At meetings on Monday, Vice-Premier Wang Qishan and State Councilor Dai Bingguo met US delegations led by Treasury Secretary Timothy Geithner and Secretary of State Hillary Clinton, and attended meetings with dozens of Chinese and US agencies and departments. The meetings will continue on Tuesday.
The yuan exchange rate is expected to remain a hot issue on the agenda because the Obama administration and legislators have been blaming China for giving its exporters an unfair competitive advantage by keeping the yuan artificially cheap.
"Concerning the yuan's exchange rate, frankly, I admit the two sides have different views, therefore further discussion is needed," Zhu Guangyao, vice-minister of finance, said earlier to reporters.
He noted that the US and China agree on the direction of the yuan's exchange rate reform but "China insisted on deepening reform of the exchange rate formation mechanism, while the US emphasized the appreciation magnitude."
The currency has appreciated by almost 1.9 percent against the dollar since the start of this year, and has picked up by nearly 5 percent against the greenback since last June, when the central bank vowed to make the exchange rate formation mechanism more flexible.
Geithner said last week that further yuan appreciation and less dependence from China's financial system on officially set interest rates would give China an "enhanced" ability to curb inflation.

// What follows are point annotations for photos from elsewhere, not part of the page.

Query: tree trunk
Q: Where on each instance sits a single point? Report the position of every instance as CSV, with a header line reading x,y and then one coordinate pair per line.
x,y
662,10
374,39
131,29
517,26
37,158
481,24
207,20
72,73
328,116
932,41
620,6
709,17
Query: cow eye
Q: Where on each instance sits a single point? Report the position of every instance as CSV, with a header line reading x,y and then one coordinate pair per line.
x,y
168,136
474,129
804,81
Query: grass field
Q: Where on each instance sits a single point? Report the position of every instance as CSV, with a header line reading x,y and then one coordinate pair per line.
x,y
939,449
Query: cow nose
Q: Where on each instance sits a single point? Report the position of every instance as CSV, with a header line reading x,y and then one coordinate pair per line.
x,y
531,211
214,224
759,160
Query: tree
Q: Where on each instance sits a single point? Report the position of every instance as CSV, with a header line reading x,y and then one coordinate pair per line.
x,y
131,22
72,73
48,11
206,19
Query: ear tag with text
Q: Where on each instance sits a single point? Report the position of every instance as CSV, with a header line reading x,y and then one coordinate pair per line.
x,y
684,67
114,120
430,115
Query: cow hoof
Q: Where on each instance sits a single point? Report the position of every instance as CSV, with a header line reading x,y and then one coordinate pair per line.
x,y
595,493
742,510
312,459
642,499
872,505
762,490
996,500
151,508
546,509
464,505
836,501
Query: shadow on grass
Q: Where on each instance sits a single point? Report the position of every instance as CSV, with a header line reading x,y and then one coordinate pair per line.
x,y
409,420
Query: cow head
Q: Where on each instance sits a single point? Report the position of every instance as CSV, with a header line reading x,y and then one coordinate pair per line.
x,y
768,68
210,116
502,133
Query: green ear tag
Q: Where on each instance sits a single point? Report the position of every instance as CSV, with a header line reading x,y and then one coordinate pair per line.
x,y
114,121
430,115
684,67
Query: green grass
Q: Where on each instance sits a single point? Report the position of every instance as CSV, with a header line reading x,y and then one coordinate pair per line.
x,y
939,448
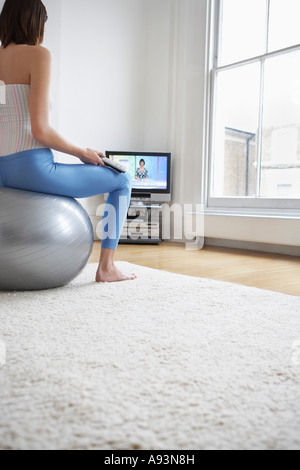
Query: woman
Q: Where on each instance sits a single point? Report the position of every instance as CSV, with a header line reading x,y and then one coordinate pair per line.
x,y
142,172
26,138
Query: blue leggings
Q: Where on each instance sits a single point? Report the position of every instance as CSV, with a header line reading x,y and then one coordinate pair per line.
x,y
35,170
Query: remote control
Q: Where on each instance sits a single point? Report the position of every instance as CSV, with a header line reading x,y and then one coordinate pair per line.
x,y
115,166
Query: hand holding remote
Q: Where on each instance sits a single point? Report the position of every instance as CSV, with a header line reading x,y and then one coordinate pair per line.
x,y
114,165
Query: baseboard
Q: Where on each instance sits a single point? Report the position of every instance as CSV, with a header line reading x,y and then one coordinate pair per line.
x,y
252,246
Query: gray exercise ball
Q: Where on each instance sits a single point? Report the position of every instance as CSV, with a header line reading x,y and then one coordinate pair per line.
x,y
45,241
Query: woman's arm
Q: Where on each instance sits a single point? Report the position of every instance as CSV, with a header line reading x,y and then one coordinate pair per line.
x,y
40,73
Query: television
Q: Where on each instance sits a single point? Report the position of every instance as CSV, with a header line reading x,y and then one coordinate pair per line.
x,y
150,174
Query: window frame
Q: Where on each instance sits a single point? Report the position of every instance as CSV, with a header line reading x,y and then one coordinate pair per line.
x,y
279,207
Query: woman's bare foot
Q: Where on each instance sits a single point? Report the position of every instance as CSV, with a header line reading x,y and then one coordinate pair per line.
x,y
112,274
107,270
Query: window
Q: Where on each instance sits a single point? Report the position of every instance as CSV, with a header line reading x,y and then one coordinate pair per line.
x,y
255,105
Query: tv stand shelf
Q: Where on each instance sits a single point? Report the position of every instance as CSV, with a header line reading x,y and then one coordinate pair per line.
x,y
143,224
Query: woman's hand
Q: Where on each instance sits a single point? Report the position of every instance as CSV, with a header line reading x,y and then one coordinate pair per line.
x,y
92,157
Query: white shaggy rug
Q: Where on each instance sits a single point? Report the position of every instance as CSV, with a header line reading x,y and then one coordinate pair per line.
x,y
163,362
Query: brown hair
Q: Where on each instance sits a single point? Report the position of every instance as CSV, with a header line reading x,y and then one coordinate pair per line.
x,y
22,22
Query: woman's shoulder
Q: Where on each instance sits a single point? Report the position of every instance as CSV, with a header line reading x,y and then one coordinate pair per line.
x,y
39,52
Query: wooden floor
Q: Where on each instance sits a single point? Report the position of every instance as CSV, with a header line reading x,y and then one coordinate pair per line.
x,y
273,272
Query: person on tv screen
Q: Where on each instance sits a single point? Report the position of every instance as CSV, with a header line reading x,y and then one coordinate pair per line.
x,y
142,172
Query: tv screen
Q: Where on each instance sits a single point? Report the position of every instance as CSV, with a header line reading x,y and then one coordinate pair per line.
x,y
150,172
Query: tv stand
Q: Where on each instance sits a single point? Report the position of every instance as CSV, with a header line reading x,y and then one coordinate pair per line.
x,y
143,223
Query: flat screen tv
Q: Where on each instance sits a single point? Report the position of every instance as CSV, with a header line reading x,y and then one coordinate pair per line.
x,y
150,173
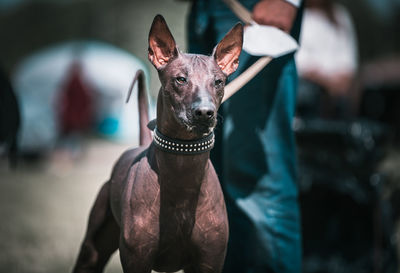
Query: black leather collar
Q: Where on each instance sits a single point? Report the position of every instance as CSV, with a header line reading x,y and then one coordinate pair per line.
x,y
183,147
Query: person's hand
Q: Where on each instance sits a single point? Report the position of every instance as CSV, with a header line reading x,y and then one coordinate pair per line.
x,y
278,13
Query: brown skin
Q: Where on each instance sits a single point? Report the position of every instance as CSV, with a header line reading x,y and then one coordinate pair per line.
x,y
165,211
278,13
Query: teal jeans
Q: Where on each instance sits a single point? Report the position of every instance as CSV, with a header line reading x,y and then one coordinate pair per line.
x,y
255,154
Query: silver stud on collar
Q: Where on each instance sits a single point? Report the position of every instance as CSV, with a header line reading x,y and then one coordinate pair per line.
x,y
186,147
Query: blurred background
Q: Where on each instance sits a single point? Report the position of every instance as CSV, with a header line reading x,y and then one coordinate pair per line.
x,y
66,67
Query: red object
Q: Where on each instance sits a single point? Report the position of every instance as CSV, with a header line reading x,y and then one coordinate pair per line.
x,y
75,102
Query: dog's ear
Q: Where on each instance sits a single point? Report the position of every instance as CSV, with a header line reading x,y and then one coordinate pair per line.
x,y
227,52
162,46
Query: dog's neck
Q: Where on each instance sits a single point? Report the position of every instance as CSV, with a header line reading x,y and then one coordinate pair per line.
x,y
178,170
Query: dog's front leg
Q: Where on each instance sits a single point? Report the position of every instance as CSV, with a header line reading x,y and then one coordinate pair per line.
x,y
138,258
139,243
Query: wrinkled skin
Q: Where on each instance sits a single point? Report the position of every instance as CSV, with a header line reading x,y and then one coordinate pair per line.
x,y
166,211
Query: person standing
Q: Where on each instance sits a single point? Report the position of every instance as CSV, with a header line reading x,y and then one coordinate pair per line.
x,y
255,155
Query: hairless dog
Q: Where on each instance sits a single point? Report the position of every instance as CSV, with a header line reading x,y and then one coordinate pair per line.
x,y
163,206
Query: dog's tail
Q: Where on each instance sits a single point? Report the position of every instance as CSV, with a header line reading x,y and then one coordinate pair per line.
x,y
144,133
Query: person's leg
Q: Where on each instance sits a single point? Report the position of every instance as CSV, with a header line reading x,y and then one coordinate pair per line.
x,y
268,238
259,174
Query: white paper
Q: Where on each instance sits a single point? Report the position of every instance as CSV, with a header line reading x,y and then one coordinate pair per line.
x,y
260,40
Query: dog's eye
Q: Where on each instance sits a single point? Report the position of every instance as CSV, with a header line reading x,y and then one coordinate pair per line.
x,y
218,82
181,80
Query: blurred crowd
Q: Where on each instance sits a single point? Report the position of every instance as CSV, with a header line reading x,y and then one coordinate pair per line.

But Chinese experts said the export sector will suffer if the yuan's value rises fast and the country will suffer from lost jobs while the appreciation may not solve China's inflation problem.
China has raised interest rates and reserve requirements for lenders - the proportion of money they must set aside as reserves - and has resorted to price control to check inflation, but inflation remained white hot at 5.4 percent in March, the largest leap since July 2008.
Premier Wen Jiabao last month pledged to increase the flexibility of the yuan's exchange rate to ease inflationary pressure, viewed as a signal that China may accept a faster pace of yuan appreciation to dampen imported inflation.
Zhang said faster yuan appreciation may not soothe inflationary pressure because it will lead to increased capital inflows and add to excessive domestic liquidity, which in turn could cause more serious inflation.
"The current level of yuan against the dollar is fairly reasonable, considering both the domestic and international economic situation," she said. But she predicted the yuan will still rise by 5 or 6 percent in 2011, given China's efforts to accelerate internationalization of the currency.
"Probably 3 percent for the first half and 2 percent for the second half," said Zhang.